Inflammation and Prediction of Death in Type 2 Diabetes. Evidence of an Intertwined Link With Tryptophan Metabolism

Abstract

Context: The role of inflammation in shaping death risk in diabetes is still unclear.

Objective: To study whether inflammation is associated with and helps predict mortality risk in patients with type 2 diabetes. To explore the intertwined link between inflammation and tryptophan metabolism on death risk.

Methods: There were 2 prospective cohorts: the aggregate Gargano Mortality Study (1731 individuals; 872 all-cause deaths) as the discovery sample, and the Foggia Mortality Study (490 individuals; 256 deaths) as validation sample. Twenty-seven inflammatory markers were measured. Causal mediation analysis and in vitro studies were carried out to explore the link between inflammatory markers and the kynurenine to tryptophan ratio (KTR) in shaping mortality risk.

Results: Using multivariable stepwise Cox regression analysis, interleukin (IL)-4, IL-6, IL-8, IL-13, RANTES, and interferon gamma-induced protein-10 (IP-10) were independently associated with death. An inflammation score (I score) comprising these 6 molecules is strongly associated with death in both the discovery and the validation cohorts HR (95% CI) 2.13 (1.91-2.37) and 2.20 (1.79-2.72), respectively. The I score improved discrimination and reclassification measures (all P < .01) of 2 mortality prediction models based on clinical variables. The causal mediation analysis showed that 28% of the KTR effect on mortality was mediated by IP-10. Studies in cultured endothelial cells showed that 5-methoxy-tryptophan, an anti-inflammatory metabolite derived from tryptophan, reduces the expression of IP-10, thus providing a functional basis for the observed causal mediation.

Conclusion: Adding the I score to clinical prediction models may help identify individuals who are at greater risk of death. Deeply addressing the intertwined relationship between low-grade inflammation and imbalanced tryptophan metabolism in shaping mortality risk may help discover new therapies targeting patients characterized by these abnormalities.

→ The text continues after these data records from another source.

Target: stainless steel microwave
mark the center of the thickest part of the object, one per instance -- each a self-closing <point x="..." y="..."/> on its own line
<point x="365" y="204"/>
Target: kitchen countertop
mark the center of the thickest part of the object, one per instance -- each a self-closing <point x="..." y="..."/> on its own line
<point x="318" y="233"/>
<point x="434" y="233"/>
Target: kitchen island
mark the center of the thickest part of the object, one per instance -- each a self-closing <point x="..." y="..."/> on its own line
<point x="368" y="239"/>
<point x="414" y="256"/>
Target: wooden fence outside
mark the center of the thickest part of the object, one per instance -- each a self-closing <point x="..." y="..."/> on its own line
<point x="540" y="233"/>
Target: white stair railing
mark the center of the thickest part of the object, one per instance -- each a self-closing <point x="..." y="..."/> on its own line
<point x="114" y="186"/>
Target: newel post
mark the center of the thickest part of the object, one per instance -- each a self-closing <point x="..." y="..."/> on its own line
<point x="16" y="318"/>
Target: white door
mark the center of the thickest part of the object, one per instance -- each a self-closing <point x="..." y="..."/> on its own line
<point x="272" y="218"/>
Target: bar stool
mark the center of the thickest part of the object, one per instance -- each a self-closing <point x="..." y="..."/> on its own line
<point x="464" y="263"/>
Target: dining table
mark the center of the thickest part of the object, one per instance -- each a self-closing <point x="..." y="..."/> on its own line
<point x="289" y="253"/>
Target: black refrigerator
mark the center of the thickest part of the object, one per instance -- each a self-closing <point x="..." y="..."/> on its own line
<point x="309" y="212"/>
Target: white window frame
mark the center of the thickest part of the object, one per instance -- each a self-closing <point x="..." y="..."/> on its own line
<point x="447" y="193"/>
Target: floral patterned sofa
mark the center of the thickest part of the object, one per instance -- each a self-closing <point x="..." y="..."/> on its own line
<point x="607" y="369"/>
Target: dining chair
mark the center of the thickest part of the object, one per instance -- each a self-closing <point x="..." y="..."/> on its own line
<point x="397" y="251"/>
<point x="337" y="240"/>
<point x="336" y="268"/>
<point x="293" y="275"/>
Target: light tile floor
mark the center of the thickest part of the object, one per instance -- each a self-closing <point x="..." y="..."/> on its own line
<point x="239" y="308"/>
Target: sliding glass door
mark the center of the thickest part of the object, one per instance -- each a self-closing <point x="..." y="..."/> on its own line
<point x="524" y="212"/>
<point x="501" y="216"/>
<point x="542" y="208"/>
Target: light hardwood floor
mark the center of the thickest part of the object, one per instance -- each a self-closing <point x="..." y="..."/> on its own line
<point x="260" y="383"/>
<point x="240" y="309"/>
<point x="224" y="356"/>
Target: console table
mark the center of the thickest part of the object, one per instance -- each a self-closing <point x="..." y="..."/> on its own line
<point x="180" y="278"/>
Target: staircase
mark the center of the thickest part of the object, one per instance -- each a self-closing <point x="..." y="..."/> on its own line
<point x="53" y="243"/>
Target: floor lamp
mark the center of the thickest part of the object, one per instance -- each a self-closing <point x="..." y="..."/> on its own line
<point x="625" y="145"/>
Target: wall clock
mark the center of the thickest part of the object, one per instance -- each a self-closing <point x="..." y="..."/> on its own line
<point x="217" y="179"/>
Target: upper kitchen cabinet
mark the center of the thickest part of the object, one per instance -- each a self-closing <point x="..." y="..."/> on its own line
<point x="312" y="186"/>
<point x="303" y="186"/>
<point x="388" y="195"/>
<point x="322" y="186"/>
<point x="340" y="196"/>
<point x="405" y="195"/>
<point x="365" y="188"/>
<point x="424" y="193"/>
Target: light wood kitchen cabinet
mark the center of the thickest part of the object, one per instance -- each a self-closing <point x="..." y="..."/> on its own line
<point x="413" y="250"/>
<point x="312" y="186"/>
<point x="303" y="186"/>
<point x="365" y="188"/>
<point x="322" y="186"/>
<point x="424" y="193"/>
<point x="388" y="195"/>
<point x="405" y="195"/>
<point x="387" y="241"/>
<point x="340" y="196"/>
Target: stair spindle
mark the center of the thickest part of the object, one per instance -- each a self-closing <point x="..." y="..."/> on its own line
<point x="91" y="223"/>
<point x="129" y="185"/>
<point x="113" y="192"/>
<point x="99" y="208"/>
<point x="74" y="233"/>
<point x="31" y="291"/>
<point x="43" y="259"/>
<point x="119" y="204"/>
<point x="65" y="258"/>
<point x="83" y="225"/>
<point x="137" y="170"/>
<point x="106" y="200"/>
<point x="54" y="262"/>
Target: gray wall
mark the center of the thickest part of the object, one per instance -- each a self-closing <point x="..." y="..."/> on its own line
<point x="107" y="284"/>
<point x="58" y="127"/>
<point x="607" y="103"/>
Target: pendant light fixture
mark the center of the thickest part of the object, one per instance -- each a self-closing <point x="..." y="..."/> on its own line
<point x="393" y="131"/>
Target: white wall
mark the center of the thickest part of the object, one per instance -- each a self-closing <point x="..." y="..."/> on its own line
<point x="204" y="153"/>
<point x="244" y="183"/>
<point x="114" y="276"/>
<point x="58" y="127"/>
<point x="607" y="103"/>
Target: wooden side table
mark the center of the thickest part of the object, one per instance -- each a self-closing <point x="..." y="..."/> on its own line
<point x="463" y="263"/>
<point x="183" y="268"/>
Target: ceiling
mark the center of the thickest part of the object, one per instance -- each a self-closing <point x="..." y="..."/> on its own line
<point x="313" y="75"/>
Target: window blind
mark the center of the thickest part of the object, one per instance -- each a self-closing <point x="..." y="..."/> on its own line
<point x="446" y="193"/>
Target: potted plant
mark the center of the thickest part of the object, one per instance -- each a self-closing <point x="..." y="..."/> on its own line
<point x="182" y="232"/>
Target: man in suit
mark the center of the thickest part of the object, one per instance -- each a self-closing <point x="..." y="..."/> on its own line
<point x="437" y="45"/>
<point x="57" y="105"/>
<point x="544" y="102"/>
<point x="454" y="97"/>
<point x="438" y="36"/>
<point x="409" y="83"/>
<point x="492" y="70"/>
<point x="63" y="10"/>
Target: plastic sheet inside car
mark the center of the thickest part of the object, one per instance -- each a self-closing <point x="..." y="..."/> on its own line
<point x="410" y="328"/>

Keywords: IP-10; death risk; inflammation risk score; prediction models; tryptophan pathway.

Figure 1.

Associations between inflammatory markers, I score, and all-cause mortality. Hazard ratios (HRs) and 95% CIs per 1 SD increase of each inflammatory marker and the I score in aGMS (A) and FMS (B) were estimated in Cox regression models, adjusting for age at recruitment, gender, smoking habit, BMI, diabetes duration, HbA1c, eGFR, and ongoing treatments. For aGMS, the “recruitment period” was also included into the model.

Figure 2.

Associations between the I score and all-cause mortality in the combined sample (aGMS + FMS) by subgroups of demographical and clinical features. Hazard ratios (HRs) and 95% CI per 1 SD of I score increase were estimated by Cox regression models, adjusting for age at recruitment, gender, smoking habit, BMI, diabetes duration, HbA1c, eGFR, ongoing treatments, and study sample. The P value for interaction is shown for each subgroup.

Figure 3.

Glucose and 5-MTP induced C-X-C motif chemokine ligand 10 (CXCL10) mRNA expression. Bars represent CXCL10 mRNA expression (which encodes for the chemokine IP-10), calculated as indicated in Materials and Methods, induced by high glucose (25 mM) concentration with or without 100 μM 5-MTP in cells incubated for 24 (white bars) and 48 (grey bars) hours. Data are means ± SD of 3 independent experiments. *Second vs first bar P = 1.8 × 10⁻²; **third vs first bar P = 4.5 × 10⁻⁴; #eighth vs seventh bar P = 4.2 × 10⁻².